The note also refers to other functions, such as an alleged resizing of the state sector based on greater efficiency and effectiveness of public spending, and the control of wages without productive support, excessive profits and payments to private individuals, among other factors.

It’s hard to believe that the foreign exchange market can be used for all this, but if they say so, let them do it because it’s necessary to put an order as soon as possible in an economy that doesn’t work.

The note concludes by pointing out that the ultimate goal should be to constitute an exchange market for the entire economy with a single exchange rate that guarantees the connection with foreign currencies of the national currency. In fact, this scenario, described in these terms, has not been presented in Cuba in a stable way since 1959.

Before that date, it should be remembered that the dollar and Cuban peso were on parity; that is, they were quoted at the same value. The same regime that started in 1959, which is still in power in 2022, makes no presence of facing this issue.

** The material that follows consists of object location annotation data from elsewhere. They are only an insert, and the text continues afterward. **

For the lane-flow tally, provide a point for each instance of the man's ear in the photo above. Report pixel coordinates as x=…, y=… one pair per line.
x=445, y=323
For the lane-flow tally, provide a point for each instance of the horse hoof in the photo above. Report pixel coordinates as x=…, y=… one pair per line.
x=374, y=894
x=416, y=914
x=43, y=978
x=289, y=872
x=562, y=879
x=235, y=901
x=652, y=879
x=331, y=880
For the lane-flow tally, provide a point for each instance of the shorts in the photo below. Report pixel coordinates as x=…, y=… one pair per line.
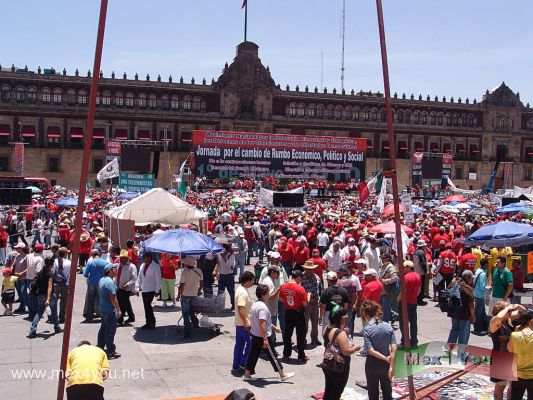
x=8, y=296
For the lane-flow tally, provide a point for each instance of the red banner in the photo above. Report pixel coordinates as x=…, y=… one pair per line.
x=226, y=155
x=19, y=159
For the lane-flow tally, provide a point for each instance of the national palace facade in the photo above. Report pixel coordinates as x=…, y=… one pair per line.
x=47, y=109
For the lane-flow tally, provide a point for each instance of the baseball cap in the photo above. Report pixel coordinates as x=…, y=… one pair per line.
x=371, y=271
x=331, y=276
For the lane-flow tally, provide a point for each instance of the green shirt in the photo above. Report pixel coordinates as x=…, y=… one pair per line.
x=500, y=282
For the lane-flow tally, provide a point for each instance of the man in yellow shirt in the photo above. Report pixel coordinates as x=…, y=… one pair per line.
x=87, y=368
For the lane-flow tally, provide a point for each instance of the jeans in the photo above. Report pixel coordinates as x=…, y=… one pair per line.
x=187, y=312
x=481, y=317
x=460, y=333
x=41, y=307
x=92, y=292
x=294, y=320
x=412, y=317
x=226, y=281
x=242, y=347
x=106, y=334
x=22, y=291
x=377, y=374
x=386, y=304
x=148, y=297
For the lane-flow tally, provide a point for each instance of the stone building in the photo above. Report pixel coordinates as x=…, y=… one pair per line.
x=47, y=110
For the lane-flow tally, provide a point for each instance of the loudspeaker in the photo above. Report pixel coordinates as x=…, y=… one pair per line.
x=155, y=165
x=15, y=197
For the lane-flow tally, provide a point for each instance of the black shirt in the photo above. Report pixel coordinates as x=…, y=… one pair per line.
x=334, y=294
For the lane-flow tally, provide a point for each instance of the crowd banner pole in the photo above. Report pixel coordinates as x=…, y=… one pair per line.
x=394, y=180
x=81, y=197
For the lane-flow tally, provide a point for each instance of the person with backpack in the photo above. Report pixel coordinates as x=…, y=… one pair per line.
x=502, y=283
x=42, y=289
x=461, y=309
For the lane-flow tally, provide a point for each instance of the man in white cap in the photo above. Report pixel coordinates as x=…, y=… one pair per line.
x=191, y=283
x=332, y=295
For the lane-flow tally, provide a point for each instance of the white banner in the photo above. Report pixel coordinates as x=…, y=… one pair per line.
x=110, y=170
x=407, y=203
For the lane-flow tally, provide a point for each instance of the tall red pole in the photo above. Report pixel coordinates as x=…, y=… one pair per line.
x=81, y=197
x=394, y=179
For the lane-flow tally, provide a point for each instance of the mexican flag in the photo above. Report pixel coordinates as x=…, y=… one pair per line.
x=367, y=187
x=182, y=184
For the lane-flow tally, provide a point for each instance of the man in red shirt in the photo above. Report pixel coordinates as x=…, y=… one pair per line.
x=446, y=266
x=373, y=286
x=412, y=287
x=467, y=260
x=295, y=298
x=301, y=253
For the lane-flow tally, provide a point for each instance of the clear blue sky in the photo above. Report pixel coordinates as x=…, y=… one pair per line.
x=454, y=48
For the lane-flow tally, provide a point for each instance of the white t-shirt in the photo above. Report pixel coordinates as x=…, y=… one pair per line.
x=260, y=311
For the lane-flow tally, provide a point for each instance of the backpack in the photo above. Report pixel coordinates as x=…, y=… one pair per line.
x=450, y=301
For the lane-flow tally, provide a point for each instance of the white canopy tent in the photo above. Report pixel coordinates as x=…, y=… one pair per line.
x=157, y=206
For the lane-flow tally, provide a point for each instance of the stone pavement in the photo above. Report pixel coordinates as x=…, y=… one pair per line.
x=160, y=364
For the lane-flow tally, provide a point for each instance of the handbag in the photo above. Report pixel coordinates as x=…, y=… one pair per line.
x=333, y=360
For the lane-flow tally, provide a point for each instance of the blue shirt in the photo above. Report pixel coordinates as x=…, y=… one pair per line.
x=480, y=280
x=379, y=336
x=106, y=288
x=94, y=270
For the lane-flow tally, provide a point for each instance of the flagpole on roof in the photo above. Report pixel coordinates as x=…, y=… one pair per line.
x=81, y=197
x=392, y=173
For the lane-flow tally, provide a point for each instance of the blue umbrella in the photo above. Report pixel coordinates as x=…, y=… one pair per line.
x=182, y=241
x=511, y=208
x=70, y=201
x=128, y=195
x=502, y=234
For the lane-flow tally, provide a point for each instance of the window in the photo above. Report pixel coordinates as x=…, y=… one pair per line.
x=98, y=164
x=46, y=95
x=6, y=93
x=53, y=164
x=21, y=94
x=32, y=95
x=4, y=163
x=174, y=103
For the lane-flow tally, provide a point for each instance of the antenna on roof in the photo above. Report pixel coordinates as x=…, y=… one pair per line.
x=343, y=31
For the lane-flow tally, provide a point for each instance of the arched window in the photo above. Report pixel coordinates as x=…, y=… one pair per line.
x=187, y=103
x=129, y=99
x=21, y=94
x=45, y=95
x=311, y=110
x=165, y=103
x=82, y=97
x=174, y=103
x=71, y=96
x=119, y=99
x=57, y=97
x=6, y=93
x=197, y=103
x=106, y=98
x=152, y=101
x=141, y=100
x=32, y=95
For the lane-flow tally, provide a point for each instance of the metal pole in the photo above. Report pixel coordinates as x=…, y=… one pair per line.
x=394, y=179
x=81, y=197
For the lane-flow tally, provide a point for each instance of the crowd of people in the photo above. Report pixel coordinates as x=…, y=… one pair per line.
x=319, y=269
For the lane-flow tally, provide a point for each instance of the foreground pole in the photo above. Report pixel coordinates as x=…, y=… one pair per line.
x=81, y=198
x=394, y=178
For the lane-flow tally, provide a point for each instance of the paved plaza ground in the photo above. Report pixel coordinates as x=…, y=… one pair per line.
x=160, y=364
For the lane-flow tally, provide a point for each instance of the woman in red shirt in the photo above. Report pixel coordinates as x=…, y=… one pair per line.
x=169, y=265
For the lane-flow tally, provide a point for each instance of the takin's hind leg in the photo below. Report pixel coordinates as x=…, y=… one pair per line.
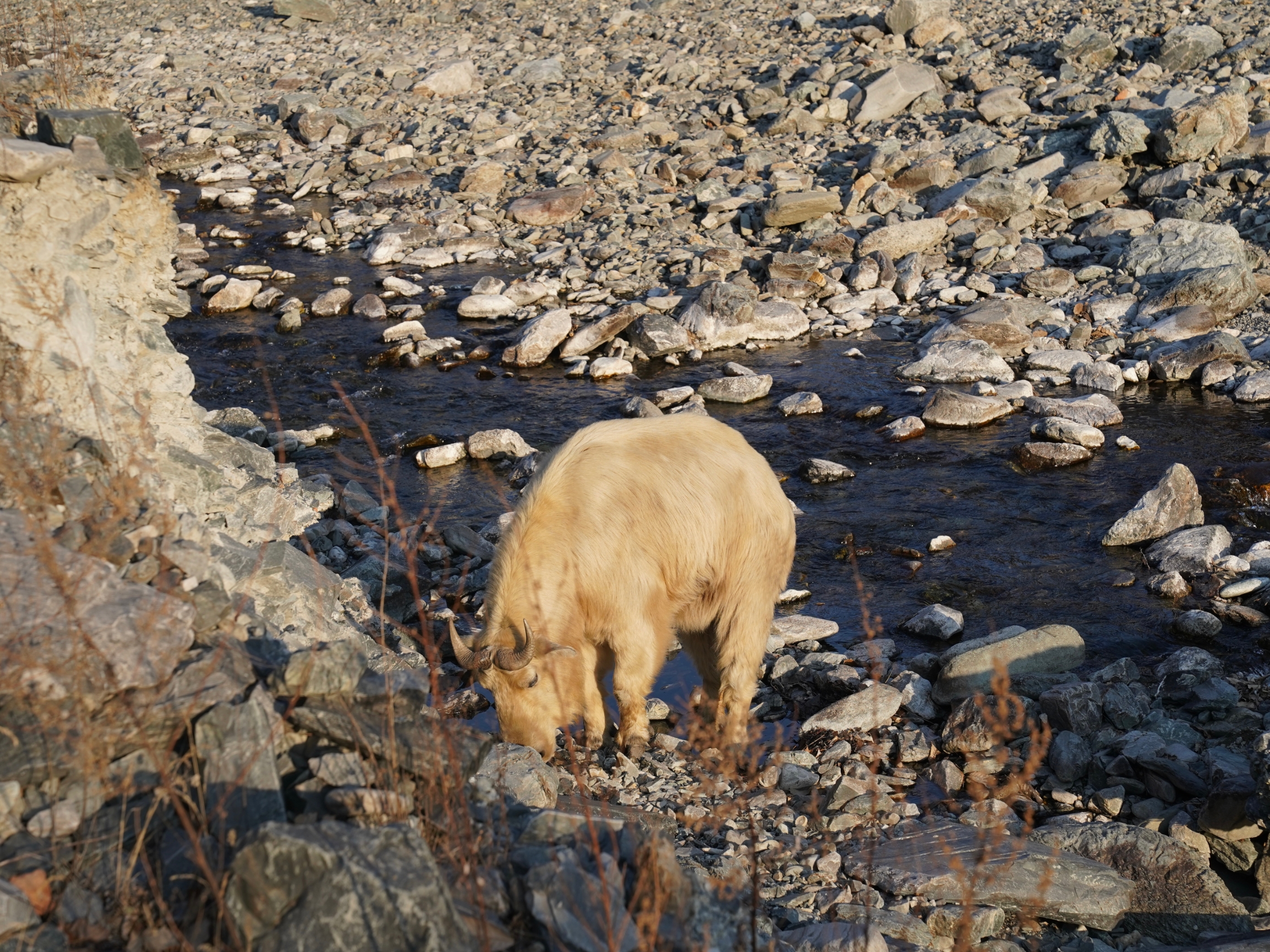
x=741, y=640
x=637, y=663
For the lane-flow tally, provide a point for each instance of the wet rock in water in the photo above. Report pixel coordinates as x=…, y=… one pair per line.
x=1176, y=895
x=1173, y=504
x=539, y=338
x=904, y=428
x=1198, y=625
x=872, y=707
x=1189, y=550
x=1093, y=409
x=801, y=404
x=234, y=296
x=332, y=304
x=1069, y=756
x=605, y=367
x=736, y=390
x=498, y=444
x=1052, y=456
x=446, y=455
x=825, y=471
x=520, y=775
x=959, y=362
x=337, y=887
x=1058, y=430
x=553, y=206
x=937, y=623
x=1099, y=375
x=930, y=861
x=1254, y=389
x=951, y=408
x=1049, y=649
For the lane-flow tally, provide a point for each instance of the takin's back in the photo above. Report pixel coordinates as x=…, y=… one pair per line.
x=678, y=503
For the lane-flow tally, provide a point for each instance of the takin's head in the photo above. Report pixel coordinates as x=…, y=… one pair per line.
x=538, y=686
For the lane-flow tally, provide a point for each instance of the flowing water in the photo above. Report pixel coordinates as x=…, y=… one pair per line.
x=1028, y=546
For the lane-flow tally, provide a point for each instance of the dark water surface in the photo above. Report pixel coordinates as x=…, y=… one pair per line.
x=1028, y=543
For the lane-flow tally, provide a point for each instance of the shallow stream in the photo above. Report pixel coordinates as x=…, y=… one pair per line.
x=1028, y=543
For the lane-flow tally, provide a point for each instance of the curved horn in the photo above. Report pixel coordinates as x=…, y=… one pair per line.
x=513, y=659
x=467, y=658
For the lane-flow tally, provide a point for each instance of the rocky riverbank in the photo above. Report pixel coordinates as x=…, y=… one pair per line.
x=223, y=667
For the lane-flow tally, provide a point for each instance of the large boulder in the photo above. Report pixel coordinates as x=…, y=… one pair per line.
x=959, y=362
x=1045, y=650
x=951, y=408
x=337, y=887
x=1173, y=504
x=1208, y=126
x=1176, y=895
x=1190, y=550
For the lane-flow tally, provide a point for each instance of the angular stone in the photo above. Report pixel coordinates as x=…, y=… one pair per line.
x=1000, y=199
x=1069, y=756
x=1052, y=456
x=905, y=14
x=1173, y=504
x=900, y=240
x=959, y=362
x=1099, y=375
x=234, y=296
x=337, y=887
x=935, y=623
x=1254, y=389
x=1093, y=409
x=22, y=160
x=1190, y=550
x=1087, y=47
x=658, y=335
x=793, y=629
x=797, y=207
x=240, y=776
x=904, y=428
x=929, y=860
x=588, y=337
x=951, y=408
x=113, y=135
x=520, y=775
x=1188, y=46
x=891, y=93
x=1074, y=707
x=316, y=10
x=801, y=405
x=1226, y=291
x=737, y=390
x=539, y=338
x=332, y=304
x=1176, y=245
x=498, y=444
x=818, y=471
x=1057, y=430
x=553, y=206
x=1049, y=649
x=450, y=79
x=1176, y=895
x=864, y=711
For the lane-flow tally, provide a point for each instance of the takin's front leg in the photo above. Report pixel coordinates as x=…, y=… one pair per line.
x=637, y=662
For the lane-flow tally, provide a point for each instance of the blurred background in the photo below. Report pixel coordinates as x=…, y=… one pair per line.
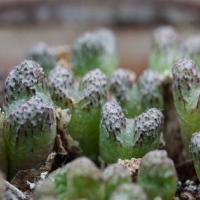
x=23, y=23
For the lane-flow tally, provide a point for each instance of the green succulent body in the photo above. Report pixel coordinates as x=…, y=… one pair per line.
x=137, y=97
x=84, y=99
x=30, y=126
x=82, y=179
x=94, y=50
x=194, y=149
x=115, y=175
x=164, y=49
x=79, y=179
x=129, y=192
x=186, y=97
x=128, y=138
x=44, y=55
x=3, y=153
x=157, y=175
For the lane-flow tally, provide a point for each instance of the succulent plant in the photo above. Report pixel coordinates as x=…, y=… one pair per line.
x=92, y=50
x=136, y=97
x=44, y=55
x=164, y=49
x=186, y=97
x=194, y=149
x=29, y=127
x=157, y=175
x=84, y=99
x=3, y=153
x=128, y=138
x=115, y=175
x=129, y=192
x=79, y=179
x=62, y=87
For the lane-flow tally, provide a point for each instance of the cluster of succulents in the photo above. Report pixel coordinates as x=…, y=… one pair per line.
x=29, y=119
x=106, y=112
x=81, y=179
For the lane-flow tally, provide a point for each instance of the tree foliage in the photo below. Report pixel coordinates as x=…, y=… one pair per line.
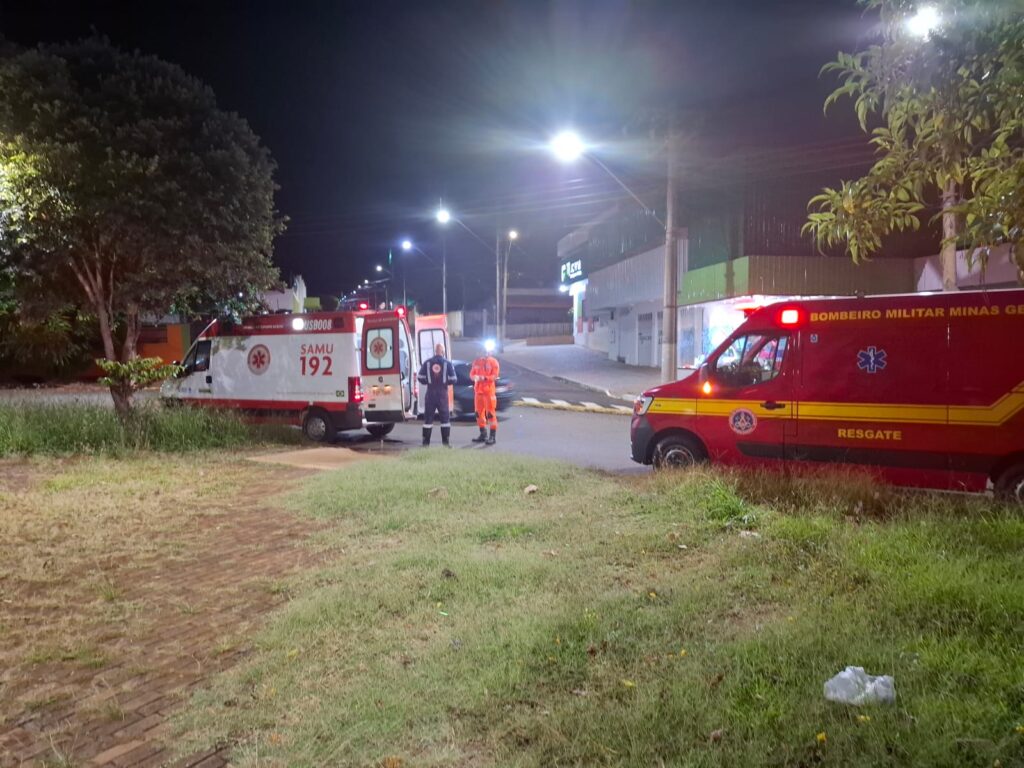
x=123, y=185
x=945, y=114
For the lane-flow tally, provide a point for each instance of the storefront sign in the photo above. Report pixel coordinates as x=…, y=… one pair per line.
x=571, y=270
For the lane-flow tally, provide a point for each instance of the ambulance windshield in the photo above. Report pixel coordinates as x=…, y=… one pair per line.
x=751, y=359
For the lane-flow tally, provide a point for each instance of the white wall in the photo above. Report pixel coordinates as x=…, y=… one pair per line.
x=998, y=272
x=629, y=283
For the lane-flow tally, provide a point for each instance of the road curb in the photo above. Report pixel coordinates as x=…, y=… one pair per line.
x=573, y=408
x=591, y=387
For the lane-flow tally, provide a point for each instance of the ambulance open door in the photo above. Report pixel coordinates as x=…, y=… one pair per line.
x=431, y=330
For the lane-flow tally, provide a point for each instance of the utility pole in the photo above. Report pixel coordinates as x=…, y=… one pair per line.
x=498, y=287
x=505, y=286
x=669, y=312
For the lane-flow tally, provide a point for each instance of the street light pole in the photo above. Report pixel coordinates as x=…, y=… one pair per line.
x=567, y=146
x=498, y=287
x=670, y=313
x=443, y=216
x=513, y=235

And they recognize that the implementation of the foreign exchange market is only a small part “of a much larger scaffolding, where no isolated measure alone will bring satisfactory results.” I totally agree. Once again, the lyrics seem well written, but then, as in so many other times, the music is out of tune. What a pity. The foreign exchange market will be another problem in a not very long time.

*Translator’s note: The “Ordering Task” (tarea ordenamiento) is a collection of measures that include eliminating the Cuban Convertible Peso (CUC), leaving the Cuban peso as the only national currency, raising prices, raising salaries (but not as much as prices), opening stores that take payment only in hard currency which must be in the form of specially issued pre-paid debit cards, and a broad range of other measures targeted to different elements of the Cuban economy.